スピード・レーサー

2008年作品
監督 ウォシャウスキー兄弟 出演 エミール・ハーシュクリスティナ・リッチ
(あらすじ)
レーシングカーの設計者を父に持つスピード・レーサーエミール・ハーシュ)は、正にレースの申し子。レース中の事故で命を落とした兄レックスの遺志を継ぐべく、父の設計した“マッハ号”を駆ってレースで大活躍していたが、そんなある日、ロイヤルトン・インダストリーズという大企業からスポンサー契約の話が舞い込む….


タツノコプロ制作のアニメ「マッハGo Go Go」をウォシャウスキー兄弟が実写映画化した作品。

断っておくが、俺はタツノコプロの絵づらがあまり好みではないこともあって、今も昔も「マッハGo Go Go」のファンでは全くなく、本作も“この古臭いアニメをウォシャウスキー兄弟がどう料理するのか”という興味一点だけで拝見した次第。

で、開始早々に出てくる少年時代のスピード・レーサーの白昼夢の中、学校の机がレーシングカーに、教室がレース会場へとみるみる変身していく様を見せられた時点で完全に本作にのめり込んでしまい、その後は、もう、ウォシャウスキー兄弟のなすがまま状態。エンディングクレジットが終わるまでの135分間、至福の時を味あわせて頂いた。

何といっても、話の進み具合がとてもスピィーディーなのが最高に心地よい。あの登場人物の背景を使って別のシーンの説明をするっていう手法は俺は今回が初めての体験だったが、(まあ、ストーリーが単純なことにも助けられているんだろうけど)新しい表現方式として十分に成功していると思う。

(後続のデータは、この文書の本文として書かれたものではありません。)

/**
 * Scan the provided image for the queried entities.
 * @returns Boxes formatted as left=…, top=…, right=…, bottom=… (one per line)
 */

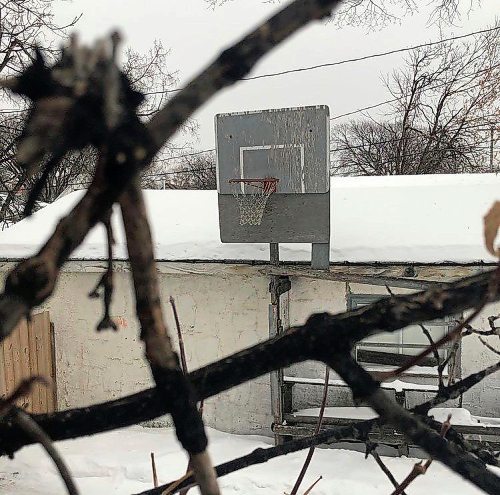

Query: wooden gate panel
left=0, top=311, right=56, bottom=413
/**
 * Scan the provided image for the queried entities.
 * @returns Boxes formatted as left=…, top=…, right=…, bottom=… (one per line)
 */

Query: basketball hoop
left=228, top=177, right=279, bottom=225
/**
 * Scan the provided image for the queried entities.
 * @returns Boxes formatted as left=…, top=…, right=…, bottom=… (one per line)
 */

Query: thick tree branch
left=0, top=271, right=495, bottom=454
left=0, top=0, right=339, bottom=339
left=329, top=354, right=500, bottom=495
left=120, top=182, right=219, bottom=495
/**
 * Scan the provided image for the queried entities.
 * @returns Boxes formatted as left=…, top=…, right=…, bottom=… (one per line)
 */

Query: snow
left=283, top=376, right=438, bottom=392
left=0, top=426, right=500, bottom=495
left=429, top=407, right=500, bottom=428
left=293, top=407, right=378, bottom=421
left=0, top=174, right=500, bottom=263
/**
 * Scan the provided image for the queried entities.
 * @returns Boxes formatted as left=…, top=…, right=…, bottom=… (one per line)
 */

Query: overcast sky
left=54, top=0, right=500, bottom=150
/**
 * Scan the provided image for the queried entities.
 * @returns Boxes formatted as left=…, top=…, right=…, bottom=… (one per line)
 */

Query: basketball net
left=229, top=178, right=278, bottom=225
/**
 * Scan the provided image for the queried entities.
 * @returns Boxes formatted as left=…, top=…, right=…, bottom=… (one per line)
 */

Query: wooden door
left=0, top=311, right=56, bottom=413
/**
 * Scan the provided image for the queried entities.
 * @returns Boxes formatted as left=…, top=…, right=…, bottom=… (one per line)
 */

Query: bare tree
left=162, top=152, right=217, bottom=189
left=0, top=0, right=500, bottom=495
left=0, top=0, right=181, bottom=228
left=205, top=0, right=481, bottom=28
left=332, top=26, right=500, bottom=175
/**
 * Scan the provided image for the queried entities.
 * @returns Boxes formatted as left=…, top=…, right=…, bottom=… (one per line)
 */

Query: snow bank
left=429, top=407, right=500, bottom=428
left=0, top=426, right=500, bottom=495
left=0, top=174, right=500, bottom=263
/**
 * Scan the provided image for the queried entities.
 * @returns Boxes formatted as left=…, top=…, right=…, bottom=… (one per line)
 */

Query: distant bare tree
left=0, top=16, right=180, bottom=228
left=332, top=25, right=500, bottom=175
left=0, top=0, right=78, bottom=75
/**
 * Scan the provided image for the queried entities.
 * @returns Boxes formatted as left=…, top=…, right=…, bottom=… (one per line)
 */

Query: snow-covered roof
left=0, top=174, right=500, bottom=263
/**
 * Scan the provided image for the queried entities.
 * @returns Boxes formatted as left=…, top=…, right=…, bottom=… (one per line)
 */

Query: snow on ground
left=0, top=174, right=500, bottom=263
left=0, top=426, right=500, bottom=495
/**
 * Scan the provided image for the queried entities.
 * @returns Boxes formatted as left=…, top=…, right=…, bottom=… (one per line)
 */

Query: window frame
left=347, top=292, right=461, bottom=378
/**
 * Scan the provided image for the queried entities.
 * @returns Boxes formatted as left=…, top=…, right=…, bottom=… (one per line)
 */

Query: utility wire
left=144, top=26, right=500, bottom=95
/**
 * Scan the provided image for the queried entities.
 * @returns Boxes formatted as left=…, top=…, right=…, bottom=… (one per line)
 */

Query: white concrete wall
left=0, top=262, right=272, bottom=433
left=0, top=262, right=500, bottom=433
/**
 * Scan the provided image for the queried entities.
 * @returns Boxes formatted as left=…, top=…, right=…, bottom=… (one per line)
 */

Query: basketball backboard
left=215, top=106, right=330, bottom=268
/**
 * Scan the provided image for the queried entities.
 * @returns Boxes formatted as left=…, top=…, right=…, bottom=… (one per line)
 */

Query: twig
left=137, top=419, right=377, bottom=495
left=151, top=452, right=158, bottom=488
left=170, top=296, right=199, bottom=495
left=12, top=408, right=78, bottom=495
left=391, top=414, right=451, bottom=495
left=0, top=375, right=51, bottom=419
left=170, top=296, right=189, bottom=375
left=370, top=449, right=406, bottom=495
left=290, top=366, right=330, bottom=495
left=89, top=210, right=118, bottom=331
left=419, top=323, right=444, bottom=387
left=304, top=476, right=323, bottom=495
left=479, top=337, right=500, bottom=356
left=161, top=471, right=195, bottom=495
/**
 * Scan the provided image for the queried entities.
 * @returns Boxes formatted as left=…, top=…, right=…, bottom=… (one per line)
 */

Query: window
left=348, top=294, right=456, bottom=375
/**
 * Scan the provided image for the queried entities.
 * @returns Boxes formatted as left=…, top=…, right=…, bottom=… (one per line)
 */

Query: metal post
left=490, top=126, right=495, bottom=172
left=269, top=243, right=283, bottom=445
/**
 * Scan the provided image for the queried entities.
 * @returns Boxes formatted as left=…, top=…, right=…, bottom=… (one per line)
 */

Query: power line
left=144, top=26, right=500, bottom=95
left=330, top=64, right=500, bottom=120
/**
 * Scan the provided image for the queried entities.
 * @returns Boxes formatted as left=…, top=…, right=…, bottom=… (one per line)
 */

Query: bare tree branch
left=11, top=408, right=78, bottom=495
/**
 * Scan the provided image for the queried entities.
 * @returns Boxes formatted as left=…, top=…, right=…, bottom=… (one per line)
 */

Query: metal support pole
left=269, top=243, right=290, bottom=445
left=490, top=126, right=495, bottom=172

また、肝心のレース・シーンは、オールCGというか、むしろスーパーマリオカートの世界に登場人物が入り込んでしまったと言った方が正解。確かに、車同士がぶつかり合う重量感とかは全くないんだけれど、逆にそれがクラッシュシーンの血生臭さみたいなものを完全に払拭してくれていて、単純に楽しめるところがとても良い。

そして、そんなイケイケ(=死語?)状態のストーリー展開の中、メカニックのスパーキーを含むレーサー家のホロっとするような家族愛を隠し味として臆面もなく使っているあたりの匙加減がこれまたお見事。また、スピード・レーサーの恋人トリクシー役で、あのビザールな美貌が売り物のクリスティナ・リッチが出ているんだけど、これが普通にとても可愛いことにもちょっと驚いた。

ということで、本作を日本で映画化していたら、とてもこんな素晴らしい作品にはならなかっただろうなあ、と思いながら見ていた。幸い、ウォシャウスキー兄弟は続編を作る気満々らしいが、本作の興行成績はあまり芳しくなかったようで、それが実現するかどうかは微妙なところ。もし、続編が出来たら必ず劇場に見に行きますんで、よろしくお願いします。